Schweizer Mutterkonzern Conzetta stößt Randbereiche an Outdoor-Spezialist Mammut steht zum Verkauf

Eingang vom Mammut Headerquarter in Seon
Photopress/Mammut
Eingang vom Mammut Headerquarter in Seon

Der mehr als 150 Jahre alte Schweizer Bergsport-Ausstatter Mammut steht zum Verkauf. Die Industriegruppe Conzzeta als Muttergesellschaft will sich auf das Geschäft mit Blechbearbeitung konzentrieren und sucht deshalb einen Käufer für die anderen Geschäftsbereiche, teilte das Unternehmen in Zürich mit.

Conzzeta hatte am 9. August 2019 angekündigt, das Potenzial des Geschäftsportfolios unter Berücksichtigung aller Optionen beschleunigt zu entwickeln und die Führung zu dezentralisieren. Der Bereich Blechverarbeitung unter dem Namen Bystronic erzielte 2018 eigenen Angaben zufolge 57 Prozent des Nettoumsatzes und 90 Prozent des Betriebsgewinns, nun will sich der Konzern auf diesen Bereich fokussieren.

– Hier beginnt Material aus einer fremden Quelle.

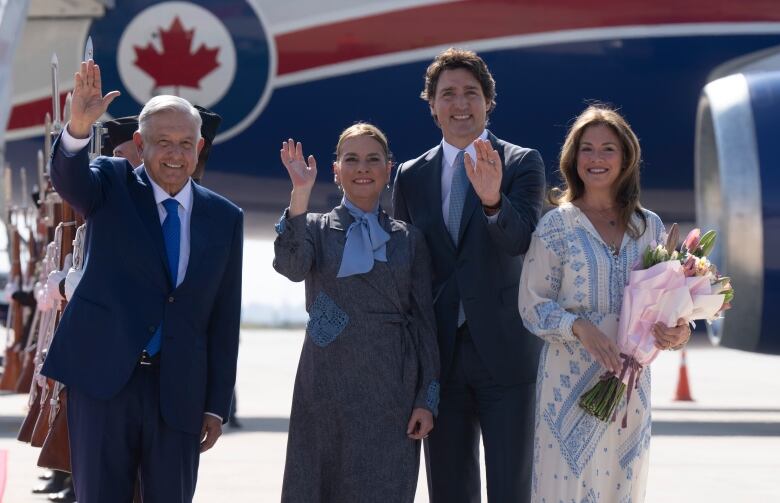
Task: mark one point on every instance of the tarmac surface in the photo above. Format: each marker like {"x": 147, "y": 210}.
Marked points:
{"x": 723, "y": 447}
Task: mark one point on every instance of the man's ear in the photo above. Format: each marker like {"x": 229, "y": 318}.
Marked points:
{"x": 139, "y": 143}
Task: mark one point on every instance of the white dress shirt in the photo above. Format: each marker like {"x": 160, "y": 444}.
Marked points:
{"x": 450, "y": 152}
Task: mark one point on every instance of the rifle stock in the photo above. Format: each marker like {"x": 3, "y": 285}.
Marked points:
{"x": 12, "y": 361}
{"x": 55, "y": 452}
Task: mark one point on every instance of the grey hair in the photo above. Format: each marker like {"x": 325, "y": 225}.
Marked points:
{"x": 168, "y": 103}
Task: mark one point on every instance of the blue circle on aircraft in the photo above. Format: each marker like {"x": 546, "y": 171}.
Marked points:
{"x": 247, "y": 93}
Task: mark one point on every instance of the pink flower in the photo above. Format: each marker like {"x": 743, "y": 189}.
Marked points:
{"x": 692, "y": 240}
{"x": 689, "y": 267}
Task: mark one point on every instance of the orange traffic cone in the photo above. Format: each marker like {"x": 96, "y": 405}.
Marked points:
{"x": 683, "y": 393}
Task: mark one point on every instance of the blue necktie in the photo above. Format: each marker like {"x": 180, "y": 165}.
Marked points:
{"x": 460, "y": 183}
{"x": 172, "y": 238}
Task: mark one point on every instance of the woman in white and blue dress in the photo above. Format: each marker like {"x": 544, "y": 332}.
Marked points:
{"x": 571, "y": 292}
{"x": 367, "y": 384}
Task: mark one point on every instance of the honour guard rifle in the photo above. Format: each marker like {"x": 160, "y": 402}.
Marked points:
{"x": 15, "y": 326}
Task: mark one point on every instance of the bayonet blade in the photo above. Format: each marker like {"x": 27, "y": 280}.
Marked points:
{"x": 41, "y": 174}
{"x": 23, "y": 180}
{"x": 68, "y": 104}
{"x": 88, "y": 50}
{"x": 55, "y": 91}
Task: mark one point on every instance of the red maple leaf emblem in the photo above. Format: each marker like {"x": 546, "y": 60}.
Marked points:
{"x": 176, "y": 65}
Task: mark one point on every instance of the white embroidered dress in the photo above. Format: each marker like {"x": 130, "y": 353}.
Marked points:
{"x": 570, "y": 272}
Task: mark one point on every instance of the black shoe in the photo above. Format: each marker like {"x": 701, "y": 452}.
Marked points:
{"x": 54, "y": 485}
{"x": 65, "y": 496}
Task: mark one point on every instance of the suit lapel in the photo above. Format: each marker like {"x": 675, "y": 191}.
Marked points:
{"x": 430, "y": 180}
{"x": 199, "y": 226}
{"x": 472, "y": 201}
{"x": 143, "y": 197}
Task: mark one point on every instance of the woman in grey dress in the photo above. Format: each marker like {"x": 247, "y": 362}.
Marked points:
{"x": 366, "y": 389}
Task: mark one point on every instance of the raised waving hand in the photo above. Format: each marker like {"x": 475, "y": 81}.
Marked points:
{"x": 303, "y": 174}
{"x": 88, "y": 101}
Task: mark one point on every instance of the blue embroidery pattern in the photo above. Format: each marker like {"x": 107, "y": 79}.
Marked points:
{"x": 326, "y": 320}
{"x": 432, "y": 398}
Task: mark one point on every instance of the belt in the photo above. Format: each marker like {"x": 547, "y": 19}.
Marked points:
{"x": 147, "y": 360}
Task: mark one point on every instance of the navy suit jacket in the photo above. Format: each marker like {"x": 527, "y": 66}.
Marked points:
{"x": 484, "y": 269}
{"x": 126, "y": 292}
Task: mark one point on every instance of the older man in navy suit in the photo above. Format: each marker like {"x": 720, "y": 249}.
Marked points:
{"x": 477, "y": 200}
{"x": 147, "y": 346}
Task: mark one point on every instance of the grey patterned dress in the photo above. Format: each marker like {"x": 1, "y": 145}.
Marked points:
{"x": 369, "y": 358}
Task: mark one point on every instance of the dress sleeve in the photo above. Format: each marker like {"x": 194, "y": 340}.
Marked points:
{"x": 294, "y": 246}
{"x": 425, "y": 321}
{"x": 540, "y": 283}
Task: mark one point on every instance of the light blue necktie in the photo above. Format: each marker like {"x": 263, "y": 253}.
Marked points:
{"x": 366, "y": 242}
{"x": 460, "y": 184}
{"x": 172, "y": 238}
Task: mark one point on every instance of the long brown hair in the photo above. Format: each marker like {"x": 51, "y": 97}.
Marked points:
{"x": 626, "y": 186}
{"x": 365, "y": 129}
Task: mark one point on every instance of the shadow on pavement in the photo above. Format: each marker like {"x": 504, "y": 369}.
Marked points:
{"x": 260, "y": 424}
{"x": 716, "y": 429}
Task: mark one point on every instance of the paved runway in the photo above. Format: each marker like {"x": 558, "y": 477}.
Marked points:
{"x": 724, "y": 447}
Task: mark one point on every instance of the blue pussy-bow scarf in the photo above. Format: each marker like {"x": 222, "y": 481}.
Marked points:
{"x": 366, "y": 241}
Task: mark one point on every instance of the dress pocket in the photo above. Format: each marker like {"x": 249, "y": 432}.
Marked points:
{"x": 326, "y": 320}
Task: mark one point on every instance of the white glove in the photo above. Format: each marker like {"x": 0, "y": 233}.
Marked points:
{"x": 39, "y": 291}
{"x": 55, "y": 278}
{"x": 72, "y": 281}
{"x": 44, "y": 302}
{"x": 10, "y": 288}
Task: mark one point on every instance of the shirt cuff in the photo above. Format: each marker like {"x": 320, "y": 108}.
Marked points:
{"x": 71, "y": 144}
{"x": 215, "y": 415}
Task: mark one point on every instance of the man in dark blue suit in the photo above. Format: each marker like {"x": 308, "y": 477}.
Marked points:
{"x": 147, "y": 346}
{"x": 477, "y": 200}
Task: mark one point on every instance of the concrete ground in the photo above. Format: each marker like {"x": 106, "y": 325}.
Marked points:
{"x": 723, "y": 447}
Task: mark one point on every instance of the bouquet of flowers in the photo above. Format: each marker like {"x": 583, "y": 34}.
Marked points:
{"x": 666, "y": 286}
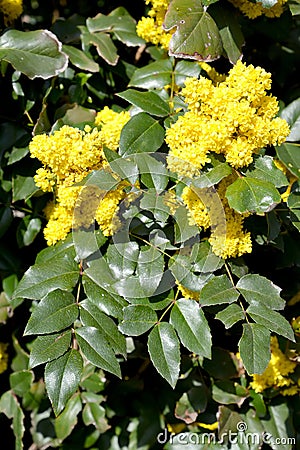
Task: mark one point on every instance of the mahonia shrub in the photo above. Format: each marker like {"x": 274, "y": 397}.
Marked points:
{"x": 150, "y": 186}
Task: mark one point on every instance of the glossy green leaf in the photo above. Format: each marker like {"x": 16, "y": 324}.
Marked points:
{"x": 62, "y": 377}
{"x": 111, "y": 304}
{"x": 97, "y": 350}
{"x": 196, "y": 36}
{"x": 10, "y": 406}
{"x": 252, "y": 195}
{"x": 184, "y": 69}
{"x": 103, "y": 43}
{"x": 254, "y": 347}
{"x": 293, "y": 203}
{"x": 259, "y": 290}
{"x": 54, "y": 312}
{"x": 6, "y": 218}
{"x": 153, "y": 172}
{"x": 230, "y": 32}
{"x": 278, "y": 424}
{"x": 34, "y": 53}
{"x": 137, "y": 319}
{"x": 141, "y": 134}
{"x": 153, "y": 76}
{"x": 20, "y": 382}
{"x": 265, "y": 169}
{"x": 150, "y": 268}
{"x": 49, "y": 347}
{"x": 91, "y": 315}
{"x": 291, "y": 114}
{"x": 122, "y": 258}
{"x": 289, "y": 154}
{"x": 93, "y": 413}
{"x": 217, "y": 291}
{"x": 81, "y": 59}
{"x": 66, "y": 421}
{"x": 163, "y": 346}
{"x": 55, "y": 271}
{"x": 192, "y": 328}
{"x": 23, "y": 187}
{"x": 271, "y": 320}
{"x": 149, "y": 102}
{"x": 120, "y": 23}
{"x": 231, "y": 315}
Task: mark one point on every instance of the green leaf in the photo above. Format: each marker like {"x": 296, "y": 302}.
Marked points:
{"x": 46, "y": 348}
{"x": 91, "y": 315}
{"x": 191, "y": 325}
{"x": 259, "y": 290}
{"x": 154, "y": 76}
{"x": 93, "y": 413}
{"x": 6, "y": 218}
{"x": 226, "y": 392}
{"x": 196, "y": 36}
{"x": 217, "y": 291}
{"x": 10, "y": 406}
{"x": 265, "y": 169}
{"x": 97, "y": 350}
{"x": 230, "y": 32}
{"x": 81, "y": 59}
{"x": 54, "y": 312}
{"x": 150, "y": 268}
{"x": 20, "y": 382}
{"x": 184, "y": 69}
{"x": 254, "y": 347}
{"x": 271, "y": 320}
{"x": 66, "y": 421}
{"x": 103, "y": 43}
{"x": 149, "y": 102}
{"x": 279, "y": 427}
{"x": 137, "y": 319}
{"x": 62, "y": 377}
{"x": 122, "y": 258}
{"x": 153, "y": 172}
{"x": 231, "y": 315}
{"x": 120, "y": 23}
{"x": 289, "y": 154}
{"x": 291, "y": 114}
{"x": 141, "y": 134}
{"x": 293, "y": 203}
{"x": 164, "y": 350}
{"x": 34, "y": 53}
{"x": 252, "y": 195}
{"x": 53, "y": 270}
{"x": 109, "y": 303}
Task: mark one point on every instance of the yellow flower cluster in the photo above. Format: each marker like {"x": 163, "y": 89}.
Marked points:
{"x": 276, "y": 374}
{"x": 150, "y": 28}
{"x": 68, "y": 156}
{"x": 253, "y": 10}
{"x": 235, "y": 118}
{"x": 11, "y": 10}
{"x": 3, "y": 357}
{"x": 228, "y": 238}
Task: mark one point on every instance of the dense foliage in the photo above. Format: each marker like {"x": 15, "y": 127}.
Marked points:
{"x": 149, "y": 224}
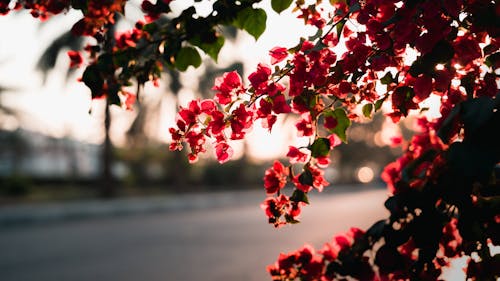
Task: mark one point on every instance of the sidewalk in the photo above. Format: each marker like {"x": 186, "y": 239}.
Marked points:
{"x": 41, "y": 213}
{"x": 65, "y": 211}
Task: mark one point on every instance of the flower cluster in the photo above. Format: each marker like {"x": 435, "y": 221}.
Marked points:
{"x": 326, "y": 85}
{"x": 366, "y": 53}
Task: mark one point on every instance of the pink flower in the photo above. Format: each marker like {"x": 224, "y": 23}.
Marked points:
{"x": 278, "y": 54}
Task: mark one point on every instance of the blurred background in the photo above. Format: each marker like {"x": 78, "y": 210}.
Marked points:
{"x": 58, "y": 163}
{"x": 52, "y": 134}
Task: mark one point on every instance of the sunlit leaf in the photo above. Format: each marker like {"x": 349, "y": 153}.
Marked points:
{"x": 320, "y": 147}
{"x": 280, "y": 5}
{"x": 187, "y": 56}
{"x": 252, "y": 21}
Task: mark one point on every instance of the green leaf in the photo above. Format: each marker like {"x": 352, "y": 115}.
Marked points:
{"x": 299, "y": 195}
{"x": 343, "y": 122}
{"x": 252, "y": 21}
{"x": 187, "y": 56}
{"x": 280, "y": 5}
{"x": 367, "y": 110}
{"x": 320, "y": 147}
{"x": 212, "y": 49}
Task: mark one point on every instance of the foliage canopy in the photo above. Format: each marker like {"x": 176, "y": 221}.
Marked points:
{"x": 444, "y": 201}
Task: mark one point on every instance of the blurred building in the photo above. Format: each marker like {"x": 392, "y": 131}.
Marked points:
{"x": 35, "y": 155}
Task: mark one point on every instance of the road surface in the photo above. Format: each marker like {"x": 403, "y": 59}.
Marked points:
{"x": 230, "y": 243}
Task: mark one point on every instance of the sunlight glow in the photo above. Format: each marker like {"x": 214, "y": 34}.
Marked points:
{"x": 365, "y": 174}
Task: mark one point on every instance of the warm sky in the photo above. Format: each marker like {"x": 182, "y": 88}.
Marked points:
{"x": 59, "y": 107}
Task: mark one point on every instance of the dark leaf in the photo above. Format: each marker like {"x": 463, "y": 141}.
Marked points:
{"x": 210, "y": 48}
{"x": 320, "y": 147}
{"x": 299, "y": 195}
{"x": 92, "y": 78}
{"x": 306, "y": 178}
{"x": 343, "y": 122}
{"x": 367, "y": 110}
{"x": 387, "y": 79}
{"x": 280, "y": 5}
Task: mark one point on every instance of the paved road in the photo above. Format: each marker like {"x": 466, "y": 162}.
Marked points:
{"x": 230, "y": 243}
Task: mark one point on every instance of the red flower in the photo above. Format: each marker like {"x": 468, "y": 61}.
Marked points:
{"x": 422, "y": 87}
{"x": 330, "y": 122}
{"x": 278, "y": 54}
{"x": 296, "y": 155}
{"x": 223, "y": 152}
{"x": 275, "y": 208}
{"x": 466, "y": 50}
{"x": 76, "y": 58}
{"x": 260, "y": 76}
{"x": 241, "y": 121}
{"x": 275, "y": 178}
{"x": 228, "y": 86}
{"x": 305, "y": 125}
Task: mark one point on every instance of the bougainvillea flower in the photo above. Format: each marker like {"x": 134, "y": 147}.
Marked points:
{"x": 275, "y": 178}
{"x": 260, "y": 76}
{"x": 229, "y": 86}
{"x": 278, "y": 54}
{"x": 296, "y": 156}
{"x": 223, "y": 152}
{"x": 76, "y": 58}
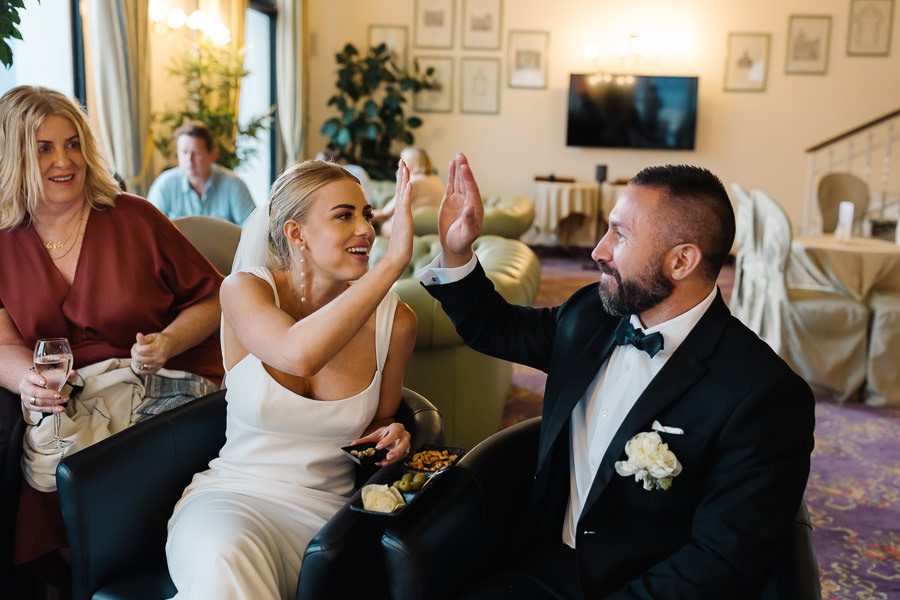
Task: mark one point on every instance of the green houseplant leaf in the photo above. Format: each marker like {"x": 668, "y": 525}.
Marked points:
{"x": 371, "y": 127}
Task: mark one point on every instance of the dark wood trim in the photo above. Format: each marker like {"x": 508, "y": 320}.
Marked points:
{"x": 80, "y": 84}
{"x": 853, "y": 131}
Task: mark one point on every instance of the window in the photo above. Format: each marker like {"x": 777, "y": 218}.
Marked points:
{"x": 257, "y": 96}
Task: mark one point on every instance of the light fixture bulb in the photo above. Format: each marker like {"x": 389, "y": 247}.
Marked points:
{"x": 157, "y": 10}
{"x": 177, "y": 18}
{"x": 197, "y": 20}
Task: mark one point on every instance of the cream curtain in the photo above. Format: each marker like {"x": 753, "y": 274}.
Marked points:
{"x": 290, "y": 62}
{"x": 121, "y": 84}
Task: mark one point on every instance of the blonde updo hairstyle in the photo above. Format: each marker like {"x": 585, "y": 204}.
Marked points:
{"x": 22, "y": 111}
{"x": 289, "y": 199}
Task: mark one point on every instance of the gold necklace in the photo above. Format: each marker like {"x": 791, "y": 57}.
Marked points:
{"x": 62, "y": 244}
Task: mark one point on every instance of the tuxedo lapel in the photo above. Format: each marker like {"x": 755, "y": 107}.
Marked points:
{"x": 685, "y": 367}
{"x": 584, "y": 368}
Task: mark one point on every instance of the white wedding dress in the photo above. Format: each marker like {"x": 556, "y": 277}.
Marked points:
{"x": 240, "y": 529}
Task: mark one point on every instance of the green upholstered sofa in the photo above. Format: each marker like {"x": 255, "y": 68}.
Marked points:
{"x": 467, "y": 387}
{"x": 507, "y": 215}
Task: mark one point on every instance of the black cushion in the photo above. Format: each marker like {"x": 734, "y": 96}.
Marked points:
{"x": 117, "y": 497}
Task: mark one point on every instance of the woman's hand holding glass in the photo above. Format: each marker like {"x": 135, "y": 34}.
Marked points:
{"x": 53, "y": 364}
{"x": 394, "y": 437}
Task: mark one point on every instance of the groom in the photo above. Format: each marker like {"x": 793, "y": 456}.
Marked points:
{"x": 675, "y": 444}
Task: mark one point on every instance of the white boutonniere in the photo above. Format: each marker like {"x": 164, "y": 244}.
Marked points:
{"x": 650, "y": 461}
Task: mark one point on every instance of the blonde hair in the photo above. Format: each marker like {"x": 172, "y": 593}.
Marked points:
{"x": 417, "y": 160}
{"x": 22, "y": 111}
{"x": 289, "y": 200}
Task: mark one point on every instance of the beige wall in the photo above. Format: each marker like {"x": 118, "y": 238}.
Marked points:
{"x": 755, "y": 139}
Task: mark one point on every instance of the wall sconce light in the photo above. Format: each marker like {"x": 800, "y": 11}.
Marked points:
{"x": 636, "y": 51}
{"x": 175, "y": 18}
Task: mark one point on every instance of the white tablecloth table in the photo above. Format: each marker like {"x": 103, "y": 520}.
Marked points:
{"x": 855, "y": 267}
{"x": 867, "y": 269}
{"x": 565, "y": 214}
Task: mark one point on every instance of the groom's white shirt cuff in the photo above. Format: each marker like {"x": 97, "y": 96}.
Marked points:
{"x": 435, "y": 273}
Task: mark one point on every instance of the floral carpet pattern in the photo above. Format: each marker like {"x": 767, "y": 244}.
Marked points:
{"x": 853, "y": 492}
{"x": 853, "y": 496}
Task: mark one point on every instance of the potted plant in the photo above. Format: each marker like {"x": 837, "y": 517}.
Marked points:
{"x": 212, "y": 77}
{"x": 9, "y": 21}
{"x": 371, "y": 126}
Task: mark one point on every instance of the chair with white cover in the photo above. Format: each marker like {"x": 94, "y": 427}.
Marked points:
{"x": 747, "y": 261}
{"x": 835, "y": 188}
{"x": 883, "y": 365}
{"x": 821, "y": 334}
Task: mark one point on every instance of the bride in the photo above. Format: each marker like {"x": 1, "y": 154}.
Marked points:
{"x": 315, "y": 345}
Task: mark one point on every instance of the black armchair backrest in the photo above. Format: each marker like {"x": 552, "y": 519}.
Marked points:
{"x": 117, "y": 495}
{"x": 473, "y": 510}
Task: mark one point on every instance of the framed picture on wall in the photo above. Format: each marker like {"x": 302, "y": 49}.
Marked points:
{"x": 392, "y": 36}
{"x": 747, "y": 62}
{"x": 527, "y": 62}
{"x": 480, "y": 85}
{"x": 809, "y": 39}
{"x": 481, "y": 24}
{"x": 434, "y": 23}
{"x": 869, "y": 27}
{"x": 439, "y": 99}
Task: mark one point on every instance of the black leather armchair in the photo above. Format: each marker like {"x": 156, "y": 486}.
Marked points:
{"x": 470, "y": 514}
{"x": 117, "y": 497}
{"x": 12, "y": 431}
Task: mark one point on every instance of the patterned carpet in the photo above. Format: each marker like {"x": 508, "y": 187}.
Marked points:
{"x": 853, "y": 493}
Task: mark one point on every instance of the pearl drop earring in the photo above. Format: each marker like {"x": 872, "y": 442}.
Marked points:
{"x": 302, "y": 277}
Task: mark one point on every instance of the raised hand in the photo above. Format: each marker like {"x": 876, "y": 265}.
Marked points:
{"x": 400, "y": 245}
{"x": 461, "y": 215}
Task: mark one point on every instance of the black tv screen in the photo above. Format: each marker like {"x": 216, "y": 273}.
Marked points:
{"x": 632, "y": 111}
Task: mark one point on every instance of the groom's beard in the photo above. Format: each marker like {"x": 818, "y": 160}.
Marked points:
{"x": 634, "y": 296}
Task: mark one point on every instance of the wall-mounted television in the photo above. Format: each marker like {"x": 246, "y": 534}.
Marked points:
{"x": 632, "y": 111}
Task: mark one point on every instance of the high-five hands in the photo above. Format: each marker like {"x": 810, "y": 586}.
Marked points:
{"x": 400, "y": 245}
{"x": 461, "y": 215}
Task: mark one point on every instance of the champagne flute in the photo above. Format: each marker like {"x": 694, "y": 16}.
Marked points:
{"x": 53, "y": 361}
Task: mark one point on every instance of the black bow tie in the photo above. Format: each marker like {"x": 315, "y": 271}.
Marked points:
{"x": 627, "y": 334}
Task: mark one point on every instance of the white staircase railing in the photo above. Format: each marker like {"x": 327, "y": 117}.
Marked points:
{"x": 867, "y": 151}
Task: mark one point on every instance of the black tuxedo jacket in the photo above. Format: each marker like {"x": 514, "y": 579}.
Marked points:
{"x": 748, "y": 433}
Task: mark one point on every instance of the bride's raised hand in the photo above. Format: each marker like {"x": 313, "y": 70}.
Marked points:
{"x": 400, "y": 245}
{"x": 461, "y": 214}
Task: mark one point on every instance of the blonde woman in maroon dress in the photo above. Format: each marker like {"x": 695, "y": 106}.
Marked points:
{"x": 82, "y": 260}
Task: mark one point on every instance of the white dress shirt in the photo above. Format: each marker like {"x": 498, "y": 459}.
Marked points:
{"x": 608, "y": 399}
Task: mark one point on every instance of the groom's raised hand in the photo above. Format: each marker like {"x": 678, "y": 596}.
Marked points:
{"x": 461, "y": 215}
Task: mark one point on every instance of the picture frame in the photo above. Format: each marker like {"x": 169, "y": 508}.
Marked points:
{"x": 747, "y": 62}
{"x": 434, "y": 23}
{"x": 440, "y": 99}
{"x": 479, "y": 85}
{"x": 869, "y": 27}
{"x": 808, "y": 44}
{"x": 526, "y": 65}
{"x": 482, "y": 22}
{"x": 395, "y": 37}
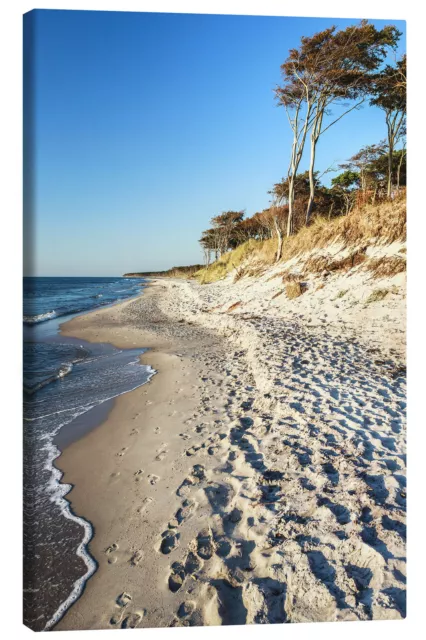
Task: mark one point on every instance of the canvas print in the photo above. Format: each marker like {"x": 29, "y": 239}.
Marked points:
{"x": 214, "y": 320}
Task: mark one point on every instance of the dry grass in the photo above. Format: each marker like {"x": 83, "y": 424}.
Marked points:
{"x": 294, "y": 290}
{"x": 226, "y": 263}
{"x": 319, "y": 264}
{"x": 372, "y": 224}
{"x": 288, "y": 276}
{"x": 377, "y": 295}
{"x": 387, "y": 266}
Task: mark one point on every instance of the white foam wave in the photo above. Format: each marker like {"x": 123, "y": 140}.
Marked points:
{"x": 58, "y": 492}
{"x": 42, "y": 317}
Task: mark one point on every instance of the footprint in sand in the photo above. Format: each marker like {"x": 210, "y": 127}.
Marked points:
{"x": 177, "y": 577}
{"x": 205, "y": 544}
{"x": 112, "y": 559}
{"x": 124, "y": 599}
{"x": 170, "y": 541}
{"x": 136, "y": 558}
{"x": 186, "y": 609}
{"x": 197, "y": 476}
{"x": 132, "y": 620}
{"x": 186, "y": 511}
{"x": 145, "y": 504}
{"x": 179, "y": 571}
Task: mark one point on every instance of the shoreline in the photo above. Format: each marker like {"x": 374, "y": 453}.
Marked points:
{"x": 160, "y": 355}
{"x": 224, "y": 490}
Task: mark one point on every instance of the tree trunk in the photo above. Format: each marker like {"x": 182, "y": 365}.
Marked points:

Mammut ist ein Hersteller für hochwertige Bergsportausrüstung im oberen Preissegment. Gegründet wurde die Schweizer Marke bereits 1862. Im vergangenen Jahr setzte Mammut gut 253 Millionen Franken (etwa 223 Millionen Euro) um. Das Unternehmen hat knapp 900 Mitarbeiter. Das Betriebsergebnis lag 2018 bei 5,2 Millionen Franken. Conzetta erwarte für 2019 eine weitere Verbesserung, heißt es. Outdoor sei der einzige Geschäftsbereich, der von Januar bis September ein Umsatzplus aufweise, schreibt die Fachzeitung "Textilwirtschaft".

Conzzeta hatte 2016 begonnen, die Strategie von Mammut zu überarbeiten, dabei wurden die Kollektion erneuert und digitale Absatzkanäle aufgebaut. Mammut hat laut Geschäftsbericht ein weltweites Vertriebsnetz in 40 Ländern. Dennoch könne die Marke ihr Wachstumspotenzial als Teil der Gruppe außerhalb Europas in absehbarer Zeit nicht realisieren, so Conzzeta. Zuletzt hatte der Konzern versucht, das Wachstum in China und in Nordamerika anzukurbeln.

Nun soll der Verkauf bis Ende nächsten Jahres über die Bühne gehen, heißt es weiter. Neben Mammut sollen auch die Bereiche Schmid Rhyner, ein Unternehmen, das sich auf Drucklacke spezialisiert hat, sowie der Schaumstoffhersteller Foam Partner verkauft werden.